The cups and saucers that conquered New Zealand
The Crown Lynn exhibition finishing this month at City Gallery Wellington is a celebration of design and culture as well as being the story of a great New Zealand business.
The Crown Lynn exhibition finishing this month at City Gallery Wellington is a celebration of design and culture as well as being the story of a great New Zealand business.
Crown Lynn: Crockery of Distinction
City Gallery, Wellington
Until April 25th
The Crown Lynn exhibition finishing this month at City Gallery Wellington is a celebration of design and culture as well as being the story of a great New Zealand business.
For nearly sixty years Crown Lynn produced vast amounts of tableware for New Zealand households. In the 1950’s it was supplying half the sales of cups, plates and other crockery to the domestic market and by the mid 1960’s was producing ten million units a year.
As well making use of many basic designs the company experimented with new designs and shapes, employing a number of prominent designers who helped shape the design landscape of New Zealand.
Designers such as Dorothy Thorpe, Ernest Shufflebotham and Keith Murray created new and novel forms which have influenced generations of local designers. The connections between artists is most obvious in the display case featuring the work of Shufflebotham and Murray along with the contemporary ceramic artist, John Parker.
The exhibition traces the evolution of the various Crown Lynn products which have been developed, outlining a history of the gradual changes and influences of the designers as well as showing how these objects are indicators of social change.
The exhibition reveals the wide range of products and designs which they produced, many of which are still in use in households around the country. Other pieces will bring back memories of former times when the ware was in use, such as the NZ Railways cup or the Air New Zealand crockery.
There are examples of the extraordinary work of American designer Dorothy Thorpe whose sculptural designs were a major advance in terms of local design. They were intended as suitable for an international audience when the company moved into the American market. These designs which included cups with ball shaped handles and her other designs and colours were an important milestone in the company’s development.

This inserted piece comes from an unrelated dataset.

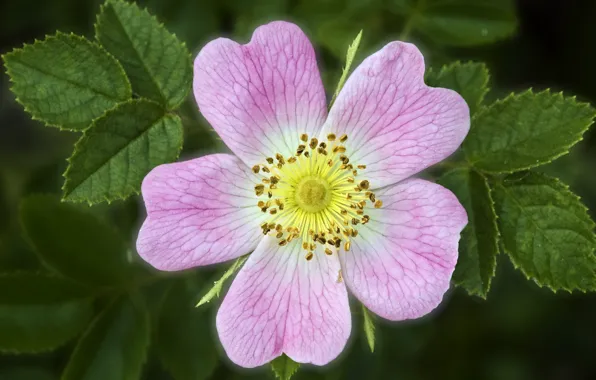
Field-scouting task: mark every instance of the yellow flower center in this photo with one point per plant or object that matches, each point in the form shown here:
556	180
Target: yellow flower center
314	196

There are also examples of the figurative works the company produced including the large swan vase range and the Wharetane range featuring Maori designs which were intended for the tourist market.
Other unique series are the plates featuring the road maps of the major NZ cities and Bellamy’s dinner ware for the NZ Government.
There are several hundred pieces in the exhibition which allows even those without any knowledge of Crown Lynn or design history to spend an intriguing hour or so piecing together the way that designers, artists and astute business people developed a unique New Zealand enterprise.